Looking around, Clive was surprised to find he wasn’t lying on the dirty floor of the bar bathroom but in his own office at the main plant. Once on his feet, he leaned heavily on one stiffened arm as he reached for the desk phone. He hesitated, then turned it towards himself and looked at the display. Friday. In terror, he checked the time and found it was exactly two hours before the accident. There’s time.
He pulled the chair around, thinking, but his legs gave out as he sat, and he fell into the chair with a cry, leather creaking.

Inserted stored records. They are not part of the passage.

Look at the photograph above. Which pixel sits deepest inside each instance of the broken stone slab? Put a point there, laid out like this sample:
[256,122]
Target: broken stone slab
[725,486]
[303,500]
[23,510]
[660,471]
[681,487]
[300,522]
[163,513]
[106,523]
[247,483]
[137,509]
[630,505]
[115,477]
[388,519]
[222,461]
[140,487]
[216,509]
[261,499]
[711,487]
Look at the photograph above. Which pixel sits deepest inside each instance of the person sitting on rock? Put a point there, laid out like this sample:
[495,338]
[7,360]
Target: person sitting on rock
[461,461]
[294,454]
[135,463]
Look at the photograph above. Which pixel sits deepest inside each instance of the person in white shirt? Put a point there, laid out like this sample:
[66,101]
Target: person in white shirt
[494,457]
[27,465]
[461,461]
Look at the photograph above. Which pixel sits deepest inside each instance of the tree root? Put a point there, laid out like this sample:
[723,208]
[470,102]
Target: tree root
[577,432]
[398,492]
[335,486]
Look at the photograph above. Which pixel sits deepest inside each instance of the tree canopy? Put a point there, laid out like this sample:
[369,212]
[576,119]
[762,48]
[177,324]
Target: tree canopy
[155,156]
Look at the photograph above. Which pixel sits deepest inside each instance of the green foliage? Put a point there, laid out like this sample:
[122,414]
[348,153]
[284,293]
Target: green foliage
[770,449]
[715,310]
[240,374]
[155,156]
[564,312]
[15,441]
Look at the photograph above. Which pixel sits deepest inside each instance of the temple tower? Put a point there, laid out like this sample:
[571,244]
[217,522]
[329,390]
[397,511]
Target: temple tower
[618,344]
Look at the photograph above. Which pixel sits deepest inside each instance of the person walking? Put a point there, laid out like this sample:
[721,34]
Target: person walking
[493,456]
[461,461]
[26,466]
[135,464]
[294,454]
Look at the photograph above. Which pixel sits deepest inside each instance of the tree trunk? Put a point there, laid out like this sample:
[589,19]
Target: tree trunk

How do I manage to derail Brownwitte without seeming crazy? When Clive had stood in his kitchen, he’d had the first inkling of an idea, but now that he was here, it was gone, seemed too fragile to grasp, which made sense, because it hadn’t happened yet. But then how do I know what will happen? He shook his head in frustration, knowing he could debate this all day. It already felt as if he’d lived a lifetime trying to navigate Claire’s death, and he needed it to end. There was no time for that internal discussion; he had to take it on faith that the man had sent him back to a place where Clive could successfully alter the fabric of Claire’s future.
Clive tapped a button on his phone. There was a buzz before his assistant answered, her voice softly confused, and he thought, Join the club. “Clive? Are you calling from Mexico? It came through as an internal call.” The air rippled, and she sighed, “Of course not, you’re back here.” There was a beat of silence. Then back to her normal efficient self, she asked, “What do you need, boss?”